Kebiasaan begadang sering kali dianggap sepele, namun sebuah penelitian terbaru mengungkap dampak buruknya terhadap kesehatan fisik. Pengurangan durasi tidur, meskipun hanya dalam hitungan menit, terbukti berkorelasi langsung dengan peningkatan berat badan dan penurunan aktivitas fisik harian dalam waktu yang relatif singkat.

Riset yang dipublikasikan dalam jurnal Annals of Internal Medicine oleh para ilmuwan dari Columbia University menunjukkan bahwa orang dewasa yang memangkas waktu tidur mereka sekitar 80 menit per malam mengalami kenaikan berat badan rata-rata 0,45 kilogram hanya dalam waktu enam minggu. Selain berat badan yang bertambah, para partisipan juga cenderung menghabiskan lebih banyak waktu untuk berdiam diri atau tidak aktif fisik.

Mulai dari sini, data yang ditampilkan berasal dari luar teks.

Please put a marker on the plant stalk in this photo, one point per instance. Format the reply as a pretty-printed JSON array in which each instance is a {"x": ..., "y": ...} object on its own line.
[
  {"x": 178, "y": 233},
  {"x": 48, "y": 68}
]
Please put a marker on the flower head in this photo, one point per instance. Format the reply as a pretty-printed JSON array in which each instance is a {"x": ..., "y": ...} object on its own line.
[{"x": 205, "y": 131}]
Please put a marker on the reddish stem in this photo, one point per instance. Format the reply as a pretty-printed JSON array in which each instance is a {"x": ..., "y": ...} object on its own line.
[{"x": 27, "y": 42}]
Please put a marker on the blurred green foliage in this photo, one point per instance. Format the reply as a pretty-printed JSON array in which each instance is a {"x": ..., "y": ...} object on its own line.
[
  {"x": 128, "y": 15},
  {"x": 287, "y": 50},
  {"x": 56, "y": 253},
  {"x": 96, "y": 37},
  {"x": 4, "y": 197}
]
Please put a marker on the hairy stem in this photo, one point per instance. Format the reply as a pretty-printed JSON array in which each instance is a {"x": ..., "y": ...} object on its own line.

Penelitian ini melibatkan 95 orang dewasa dengan kebiasaan tidur normal sekitar tujuh hingga delapan jam. Selama masa uji coba, sebagian partisipan diminta memotong waktu istirahat mereka sebanyak 90 menit. Hasilnya, terjadi peningkatan waktu tidak aktif rata-rata 17 menit per hari secara umum, bahkan melonjak hingga hampir 30 menit per hari pada kelompok pria dan wanita pascamenopause.

Para ahli menjelaskan bahwa kurang tidur mengganggu keseimbangan hormon pengatur rasa lapar dan metabolisme, seperti ghrelin, leptin, insulin, dan kortisol. Akibatnya, seseorang akan merasa lebih cepat lapar tetapi sulit merasa kenyang. Kondisi ini juga memicu peningkatan aktivitas pada pusat penghargaan di otak, yang membuat makanan tinggi kalori, manis, dan berlemak menjadi jauh lebih menarik untuk dikonsumsi.

Mengingat dampak signifikan ini, tidur berkualitas kini harus dipandang setara dengan diet seimbang dan olahraga teratur dalam upaya pencegahan obesitas serta penyakit penyerta seperti diabetes dan gangguan jantung. Mengabaikan faktor tidur dalam program kesehatan dinilai tidak akan memberikan hasil yang optimal secara jangka panjang.